Opinions

Chacun d'entre nous devrait toujours avoir quatre chiffres en tête: les dépenses militaires mondiales dépassent les 1.000 milliards de dollars par an (dont près de la moitié rien que pour les Etats-Unis); les pays riches dépensent 300 milliards de dollars par an pour soutenir leur agriculture par des subventions directes ou indirectes; le coût à supporter à court terme pour éviter que le changement climatique mondial n'atteigne un niveau dangereux serait de l'ordre de 150 milliards de dollars par an, ce qui correspond à 0,4 pc du produit national brut mondial (les estimations récentes varient entre 0,3 et 0,5 pc); le budget que les pays riches consacrent à l'aide au développement dans les pays pauvres est de 56 milliards de dollars par an.

S'il est vrai qu'il faut juger sur les actes et non sur les paroles, les priorités des pays riches seraient donc celles-ci:

1) il est vingt fois plus important de s'équiper en armes de plus en plus sophistiquées et destructrices que de réduire la pauvreté dans le monde;

2) il est six fois plus important de soutenir l'agriculture intensive des pays nantis par des subventions qui profitent principalement aux grandes entreprises agricoles que de vivre dans un monde où il n'y aurait plus, comme aujourd'hui, un milliard de personnes vivant dans un état de pauvreté extrême;

3) nous considérons que léguer un environnement sain à nos petits-enfants coûterait trop cher, bien que ce coût soit moins d'un sixième de ce que nous dépensons chaque année pour nos armées et la moitié seulement des dépenses annuelles en subventions agricoles.

Ces chiffres cachent une réalité plus sordide encore car, loin d'annuler leurs effets, les problèmes de sécurité, de distorsions du commerce international, de changement environnemental et de pauvreté se renforcent mutuellement.

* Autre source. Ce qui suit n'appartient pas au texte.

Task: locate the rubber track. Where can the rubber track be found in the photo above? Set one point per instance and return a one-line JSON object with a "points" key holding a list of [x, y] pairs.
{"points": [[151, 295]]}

Les conflits militaires augmentent à la fois la pauvreté et la dégradation de l'environnement. Les subventions à l'agriculture dans les pays riches rendent très difficile un développement économique des pays pauvres qui serait basé sur un secteur agricole dynamique et exportateur. Un tel développement permettrait de réinvestir dans le secteur rural non agricole les bénéfices réalisés, ce qui contribuerait à maintenir les populations dans les campagnes plutôt que de les voir émigrer en masse vers les grandes villes où se concentre une grande part de la pollution. L'agriculture des régions marginales dans les pays pauvres sera la première à souffrir du changement climatique si nous n'agissons pas dès maintenant. L'instabilité du climat augmentera la pauvreté des plus vulnérables. Le pays riche qui consacre la plus petite fraction de son produit national brut (PNB) à l'aide au développement est aussi celui qui alloue la part la plus élevée de son PNB aux dépenses militaires. Tout est lié.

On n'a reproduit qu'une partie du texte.